HIF-2α mRNA is a target of miR-365. (A) Sequence alignment of a putative miR-365 binding site within the 3′UTR of HIF-2α mRNA from human, chimpanzee, mouse, rabbit, and dog. Asterisks indicate the sequences that were changed to make mutant HIF-2α 3′UTR. CDS, coding sequence; UTR, untranslated region. (B) The wild-type and mutant HIF-2α 3′UTR reporter plasmid was co-transfected with miR-365, anti-miR-365 or nonspecific control microRNA (miR-con) into human chondrocytes for 48 h. Luciferase activity in each sample was determined and calculated as the ratio of reporter (firefly) to control (Renilla) activity. Data are expressed as the mean ± SD of triplicate data from more than three independent experiments. ns, not significant, ***P < 0.005 vs. miR-con-transfected cells; ### P < 0.005 vs. miR-365-transfected cells. (C) AGO2-immunoprecipitation (IP) in miR-con- or miR-365-transfected chondrocytes. Primary chondrocytes were transfected with miR-con and miR-365 and stimulated with IL-1β (1 ng/mL) for 6 h. The level of miR-365 expression was quantified by qRT-PCR. The efficiency of the AGO2-IP in total (T), flowthrough (FT), and immunoprecipitation (IP) fractions of the samples was determined by western blot analysis using AGO2 antibody. IP with IgG served as a negative control. (D) The levels of miR-365 and HIF-2α mRNA in RNA samples from T, FT, and IP fractions of AGO2- and IgG-IP experiments were measured by qRT-PCR. ***P < 0.005 and ****P < 0.001 vs. miR-con-transfected cells.
To ensure that HIF-2α is the target of miR-365, we performed AGO2-RNP IP assay on miR-con- and miR-365-transfected chondrocytes. Western blot assay for checking the efficiency of RNP IP assay demonstrated that the efficiency of AGO2 immunoprecipitation (AGO2-IP) complex was comparable in miR-con- and miR-365-transfected cells (Fig. 4C). Both miR-365 and HIF-2α were abundantly presented in AGO2-IP fraction containing miR-365-RNA inducing silencing complex (RISC) complexes that were obtained using AGO2 antibody in miR-365-transfected cells compared to that of miR-con-transfected cells (Fig. 4D). Together, these data show that miR-365 suppresses HIF-2α expression by binding to the 3′UTR of HIF-2α mRNA.
IL-1β-stimulated catabolic factors were reduced by miR-365 in chondrocytes
HIF-2α is a crucial catabolic transcription factor in pro-inflammatory and OA processes9. Given the effects of IL-1β on miR-365 and HIF-2α expression, we examined the potential regulatory effects of miR-365 on IL-1β-activated signaling pathways. To address this question, primary chondrocytes were transfected with miR-365 and miR-con for 48 h followed by stimulation with IL-1β (1 ng/mL) for 15–60 min. Activation of MAPK and IκBα were investigated by Western blot. Transfection with miR-365 significantly inhibited IL-1β-induced phosphorylation of ERK and p38 and IL-1β-induced translocation of p65 into the nucleus in human chondrocytes, while the phosphorylation of JNK was unaltered (Fig. 5A–D).

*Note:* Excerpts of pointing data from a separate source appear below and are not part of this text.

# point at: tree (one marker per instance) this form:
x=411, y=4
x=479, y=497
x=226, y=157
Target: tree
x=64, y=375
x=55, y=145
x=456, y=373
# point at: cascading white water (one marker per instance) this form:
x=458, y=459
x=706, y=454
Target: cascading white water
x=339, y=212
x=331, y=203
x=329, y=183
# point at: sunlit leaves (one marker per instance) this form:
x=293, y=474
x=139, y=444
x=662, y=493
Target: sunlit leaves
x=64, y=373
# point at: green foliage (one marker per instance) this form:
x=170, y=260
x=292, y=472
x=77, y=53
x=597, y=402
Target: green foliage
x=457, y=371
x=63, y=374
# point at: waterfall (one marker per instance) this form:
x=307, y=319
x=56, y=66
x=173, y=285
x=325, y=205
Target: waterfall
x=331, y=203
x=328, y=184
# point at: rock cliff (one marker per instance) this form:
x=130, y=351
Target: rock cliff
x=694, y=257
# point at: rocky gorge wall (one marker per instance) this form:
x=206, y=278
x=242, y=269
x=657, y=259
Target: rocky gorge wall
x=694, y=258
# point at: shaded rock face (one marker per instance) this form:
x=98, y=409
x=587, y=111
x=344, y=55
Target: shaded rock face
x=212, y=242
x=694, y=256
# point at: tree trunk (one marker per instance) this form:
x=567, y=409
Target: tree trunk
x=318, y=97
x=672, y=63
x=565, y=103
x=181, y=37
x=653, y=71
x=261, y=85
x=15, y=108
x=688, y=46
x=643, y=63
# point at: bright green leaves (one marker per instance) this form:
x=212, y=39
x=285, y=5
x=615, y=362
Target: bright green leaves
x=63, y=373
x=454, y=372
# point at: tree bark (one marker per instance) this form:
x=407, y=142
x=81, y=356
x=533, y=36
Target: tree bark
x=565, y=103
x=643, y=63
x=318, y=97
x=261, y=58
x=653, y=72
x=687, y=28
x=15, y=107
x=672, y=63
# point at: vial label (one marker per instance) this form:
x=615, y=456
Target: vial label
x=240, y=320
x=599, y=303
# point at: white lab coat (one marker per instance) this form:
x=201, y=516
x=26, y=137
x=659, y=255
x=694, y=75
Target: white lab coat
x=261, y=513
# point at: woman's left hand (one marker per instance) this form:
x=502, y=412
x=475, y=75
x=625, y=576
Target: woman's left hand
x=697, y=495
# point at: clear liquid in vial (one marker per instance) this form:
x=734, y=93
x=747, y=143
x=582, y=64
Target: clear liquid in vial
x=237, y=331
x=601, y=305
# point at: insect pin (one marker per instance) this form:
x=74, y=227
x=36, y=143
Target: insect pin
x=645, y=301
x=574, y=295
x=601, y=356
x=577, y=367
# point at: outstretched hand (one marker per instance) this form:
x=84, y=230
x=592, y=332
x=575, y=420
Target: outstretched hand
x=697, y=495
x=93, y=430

Effect of miR-365 on IL-1β-activated signaling pathways in human chondrocytes. Human OA chondrocytes were transfected with miR-365 or a nonspecific control miRNA (miR-con) for 48 h and stimulated with IL-1β (1 ng/mL) for 0, 15, 30, and 60 min. (A) Phosphorylation of Jun N-terminal kinase (JNK), extracellular signal-regulated kinase (ERK), and p38 and (C) translocation of p65 into the nucleus were analyzed by Western blot. Immunoblots shown are representative of more than three independent experiments. β-actin and TBP served as loading control. TBP, Tata-box binding protein. (B) The relative phosphorylation level of JNK, ERK, and p38 proteins and (D) the relative level of p65 in the nucleus and cytoplasm. Protein density was normalized to (B) the respective unphosphorylated proteins and (D) β-actin or TBP. Data are expressed as the mean ± SD of more than three independent experiments. ns, not significant, *P < 0.05 vs. miR-con-transfected cells.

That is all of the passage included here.